Smart Structures and Systems

Volume 29, Number 4, 2022, pages 599-616

DOI: 10.12989/sss.2022.29.4.599

A data fusion method for bridge displacement reconstruction based on LSTM networks

Da-You Duan, Zuo-Cai Wang, Xiao-Tong Sun and Yu Xin

Abstract

Bridge displacement contains vital information for bridge condition and performance. Due to the limits of direct displacement measurement methods, the indirect displacement reconstruction methods based on the strain or acceleration data are also developed in engineering applications. There are still some deficiencies of the displacement reconstruction methods based on strain or acceleration in practice. This paper proposed a novel method based on long short-term memory (LSTM) networks to reconstruct the bridge dynamic displacements with the strain and acceleration data source. The LSTM networks with three hidden layers are utilized to map the relationships between the measured responses and the bridge displacement. To achieve the data fusion, the input strain and acceleration data need to be preprocessed by normalization and then the corresponding dynamic displacement responses can be reconstructed by the LSTM networks.
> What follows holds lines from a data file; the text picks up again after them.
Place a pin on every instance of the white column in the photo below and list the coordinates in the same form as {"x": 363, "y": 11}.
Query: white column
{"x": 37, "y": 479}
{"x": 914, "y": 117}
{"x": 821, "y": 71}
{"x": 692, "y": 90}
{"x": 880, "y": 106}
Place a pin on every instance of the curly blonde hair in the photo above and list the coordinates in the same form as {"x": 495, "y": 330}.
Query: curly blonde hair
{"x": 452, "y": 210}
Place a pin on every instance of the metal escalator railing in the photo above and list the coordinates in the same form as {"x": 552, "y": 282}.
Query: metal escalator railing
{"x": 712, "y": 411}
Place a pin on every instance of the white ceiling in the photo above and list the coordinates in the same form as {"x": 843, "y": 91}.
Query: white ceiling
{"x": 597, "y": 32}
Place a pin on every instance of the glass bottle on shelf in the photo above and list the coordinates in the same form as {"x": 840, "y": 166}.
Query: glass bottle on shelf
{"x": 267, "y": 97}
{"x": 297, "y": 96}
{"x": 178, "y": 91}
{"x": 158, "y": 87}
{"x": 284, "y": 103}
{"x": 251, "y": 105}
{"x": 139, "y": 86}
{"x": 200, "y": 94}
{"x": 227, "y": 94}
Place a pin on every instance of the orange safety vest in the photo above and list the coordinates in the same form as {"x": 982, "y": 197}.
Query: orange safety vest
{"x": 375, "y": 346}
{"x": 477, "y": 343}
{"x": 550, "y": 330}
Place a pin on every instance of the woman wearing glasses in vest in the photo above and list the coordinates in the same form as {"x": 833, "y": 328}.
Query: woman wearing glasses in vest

In the numerical simulation, the errors of the displacement reconstruction are below 9% for different load cases, and the proposed method is robust when the input strain and acceleration data contains additive noise. The hyper-parameter effect is analyzed and the displacement reconstruction accuracies of different machine learning methods are compared. For experimental verification, the errors are below 6% for the simply supported beam and continuous beam cases. Both the numerical and experimental results indicate that the proposed data fusion method can accurately reconstruct the displacement.

Key Words

data fusion; displacement reconstruction; bridge monitoring; long-short term memory networks

Address

(1) Da-You Duan, Zuo-Cai Wang, Xiao-Tong Sun, Yu Xin: School of Civil and Hydraulic Engineering, Hefei University of Technology, Hefei, China; (2) Zuo-Cai Wang: Anhui Engineering Technology Research Center for Civil Engineering Disaster Prevention and Mitigation, Hefei, China; (3) Yu Xin: Anhui Engineering Laboratory for Infrastructural Safety Inspection and Monitoring, Hefei, China.